I didn't want to but I ended up thinking about him. Oh Tyler, I've missed you. He helped me through a lot by helping me control those certain thoughts and mood swings. He also was going through stuff.

I kind of hoped to see him in Ohio. Actually I don't know how I feel about him. We were as close as siblings but I had lost touch with him. I don't know what happened to him. He could be married with children or traveling the world. I hoped not to see him but a small part of me wants to.

He would be strong for me and I would be strong for him. We would tell each other what we wanted to do and how we planned on doing it. We trusted each other because we would never judge each other. We knew each other like we knew the back of our hands.

I was still thinking about Tyler when I felt that the car was starting to slow down. Soon the car stopped and I look up and saw Hattie, her eyes were a deep blue with specks of white in them. She was staring at me with her worried eyes. I looked back at her with confusion.

"I never knew you were unhappy in high school. How come you did not tell me. You know I would have helped" Whispered Hattie with her small, calming voice. I looked back even more confused. She knew I had no idea what she was talking about and softened her eyes. She begins to explain, " You talked in your deep train of thought you said some stuff about horrible school, sadness, Tyler, no help, very little help, and some other stuff. Is it true or are you just going crazy." I looked at Hattie with puppy dog eyes, I did not want to explain to her my past life it would ruin the whole vacation.
"I will tell you when we get back home."

"I want to know now." She said crossing her arms and putting her bottom lip out.

"Please not now. It will take a long time to talk about and I don't want to ruin the vacation by talking about sad things like my past life. Plus I don't want to talk."

"Alice you are my best friend tell me or I will call you Ally Boo for the rest of my life OK, Ally Boo." She knows I hate that nickname.

"Fine, I will tell you but only because I hate the name Ally Boo."

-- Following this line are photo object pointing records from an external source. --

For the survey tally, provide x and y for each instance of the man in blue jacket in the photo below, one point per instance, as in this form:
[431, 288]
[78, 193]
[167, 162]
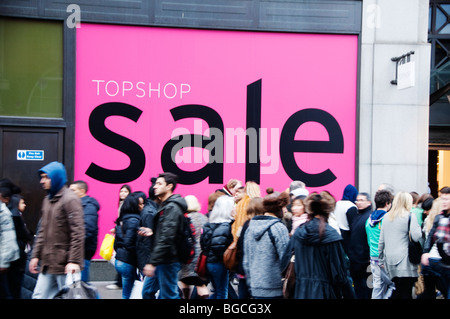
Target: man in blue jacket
[164, 262]
[90, 209]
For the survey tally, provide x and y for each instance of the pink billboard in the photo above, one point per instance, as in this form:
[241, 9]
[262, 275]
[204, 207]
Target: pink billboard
[212, 105]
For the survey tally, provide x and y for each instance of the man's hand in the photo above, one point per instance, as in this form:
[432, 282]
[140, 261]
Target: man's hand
[72, 268]
[424, 259]
[33, 266]
[149, 270]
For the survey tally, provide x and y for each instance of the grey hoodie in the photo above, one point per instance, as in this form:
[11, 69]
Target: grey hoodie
[265, 242]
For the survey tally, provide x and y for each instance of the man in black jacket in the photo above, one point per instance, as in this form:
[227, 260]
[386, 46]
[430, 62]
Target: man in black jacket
[164, 263]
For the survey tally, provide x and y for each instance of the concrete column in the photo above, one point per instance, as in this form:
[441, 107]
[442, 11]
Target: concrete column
[393, 124]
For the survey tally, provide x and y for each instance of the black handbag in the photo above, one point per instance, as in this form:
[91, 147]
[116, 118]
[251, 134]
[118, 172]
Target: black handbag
[414, 248]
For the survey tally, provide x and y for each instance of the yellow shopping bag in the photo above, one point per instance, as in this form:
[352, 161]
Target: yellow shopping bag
[107, 247]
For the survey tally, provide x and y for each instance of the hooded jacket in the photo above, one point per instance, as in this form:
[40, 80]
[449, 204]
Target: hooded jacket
[215, 239]
[168, 229]
[126, 238]
[60, 239]
[265, 241]
[320, 263]
[373, 229]
[357, 248]
[9, 250]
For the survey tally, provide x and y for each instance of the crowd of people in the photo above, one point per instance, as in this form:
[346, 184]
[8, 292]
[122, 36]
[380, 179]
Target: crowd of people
[287, 244]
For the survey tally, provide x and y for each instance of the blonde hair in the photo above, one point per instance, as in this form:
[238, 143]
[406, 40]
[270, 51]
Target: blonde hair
[401, 205]
[193, 204]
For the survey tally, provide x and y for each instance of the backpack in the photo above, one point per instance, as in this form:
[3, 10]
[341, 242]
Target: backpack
[186, 242]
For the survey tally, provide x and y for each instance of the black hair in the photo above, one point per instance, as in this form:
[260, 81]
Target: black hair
[170, 178]
[130, 206]
[8, 188]
[382, 198]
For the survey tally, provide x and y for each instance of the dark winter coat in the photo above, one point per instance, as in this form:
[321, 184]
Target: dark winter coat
[144, 244]
[320, 263]
[167, 230]
[90, 209]
[358, 250]
[126, 236]
[215, 240]
[265, 241]
[61, 233]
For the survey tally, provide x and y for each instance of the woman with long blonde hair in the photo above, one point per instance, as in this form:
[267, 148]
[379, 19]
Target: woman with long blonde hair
[393, 245]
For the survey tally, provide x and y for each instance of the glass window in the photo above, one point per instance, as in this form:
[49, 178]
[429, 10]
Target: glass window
[31, 68]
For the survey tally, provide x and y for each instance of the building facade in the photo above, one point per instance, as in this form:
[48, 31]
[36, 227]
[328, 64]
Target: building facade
[316, 76]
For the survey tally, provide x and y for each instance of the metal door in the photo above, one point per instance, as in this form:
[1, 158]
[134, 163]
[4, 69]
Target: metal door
[24, 152]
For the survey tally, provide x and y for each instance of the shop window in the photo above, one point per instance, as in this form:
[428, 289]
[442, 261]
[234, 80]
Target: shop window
[31, 68]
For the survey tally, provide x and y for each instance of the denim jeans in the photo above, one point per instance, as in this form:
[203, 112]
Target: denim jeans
[128, 273]
[150, 288]
[219, 276]
[167, 279]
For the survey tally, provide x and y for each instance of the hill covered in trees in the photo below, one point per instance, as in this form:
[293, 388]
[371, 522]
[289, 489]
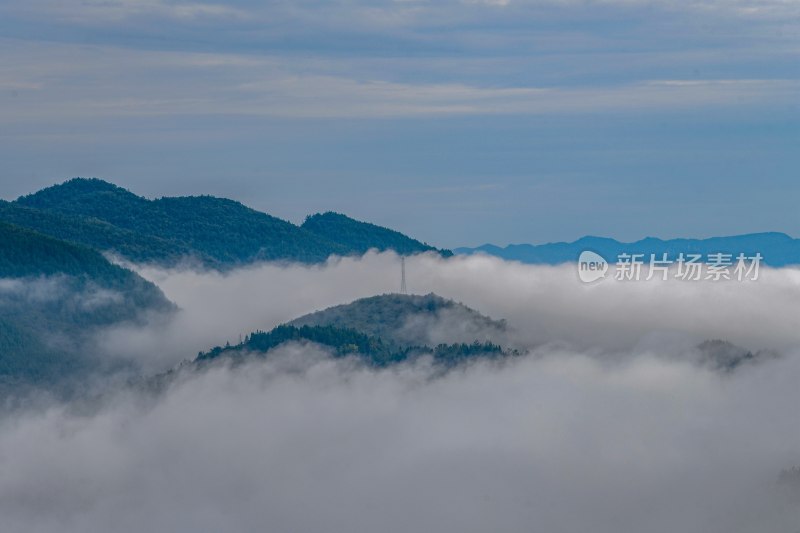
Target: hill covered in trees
[410, 319]
[343, 342]
[384, 330]
[53, 294]
[216, 232]
[359, 237]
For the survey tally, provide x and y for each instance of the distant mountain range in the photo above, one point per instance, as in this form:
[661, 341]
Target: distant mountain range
[216, 232]
[777, 249]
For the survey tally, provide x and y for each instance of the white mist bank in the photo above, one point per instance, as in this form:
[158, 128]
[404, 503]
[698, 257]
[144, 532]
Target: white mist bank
[542, 304]
[603, 427]
[301, 443]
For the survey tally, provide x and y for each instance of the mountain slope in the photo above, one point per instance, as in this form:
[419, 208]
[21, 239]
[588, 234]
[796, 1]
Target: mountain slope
[383, 330]
[777, 249]
[53, 295]
[358, 237]
[216, 232]
[408, 320]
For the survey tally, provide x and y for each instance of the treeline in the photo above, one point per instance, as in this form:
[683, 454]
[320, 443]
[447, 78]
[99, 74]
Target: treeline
[346, 342]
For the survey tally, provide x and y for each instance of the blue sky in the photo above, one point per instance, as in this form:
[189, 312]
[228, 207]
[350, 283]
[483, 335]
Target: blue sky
[459, 122]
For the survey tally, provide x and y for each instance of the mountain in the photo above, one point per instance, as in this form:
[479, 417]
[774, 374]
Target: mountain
[408, 319]
[53, 295]
[777, 249]
[359, 236]
[384, 330]
[215, 232]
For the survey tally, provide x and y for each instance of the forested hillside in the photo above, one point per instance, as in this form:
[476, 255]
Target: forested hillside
[214, 232]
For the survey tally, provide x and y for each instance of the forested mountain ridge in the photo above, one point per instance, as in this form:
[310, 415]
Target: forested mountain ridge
[360, 236]
[216, 232]
[344, 342]
[53, 294]
[385, 329]
[776, 249]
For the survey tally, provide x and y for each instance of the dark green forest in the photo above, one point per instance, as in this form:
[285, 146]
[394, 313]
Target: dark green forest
[343, 342]
[53, 294]
[216, 232]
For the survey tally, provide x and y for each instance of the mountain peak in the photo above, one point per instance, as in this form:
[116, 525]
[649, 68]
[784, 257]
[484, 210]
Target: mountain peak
[363, 236]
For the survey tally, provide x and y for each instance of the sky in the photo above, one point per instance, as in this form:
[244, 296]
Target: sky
[457, 122]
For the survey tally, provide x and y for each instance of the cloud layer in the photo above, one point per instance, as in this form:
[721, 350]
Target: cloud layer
[607, 425]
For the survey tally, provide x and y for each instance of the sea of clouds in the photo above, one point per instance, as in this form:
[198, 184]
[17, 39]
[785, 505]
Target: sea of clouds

Finally, I told Hattie about how Tyler and I were best friends who help each other through the tough parts of life. I also told Hattie that Tyler started hanging out with me less because he found a friend named Josh and they made music together. Then, I also told Hattie that I almost lost it when no one was there for me. I also explained that I could not talk to Hattie because I did not want Hattie, my only friend at the time, to leave or petty me. Finally, I told Hattie that I just had to move away after high school and how I thought Arizona would be great because I thought the sun would make me feel warm inside.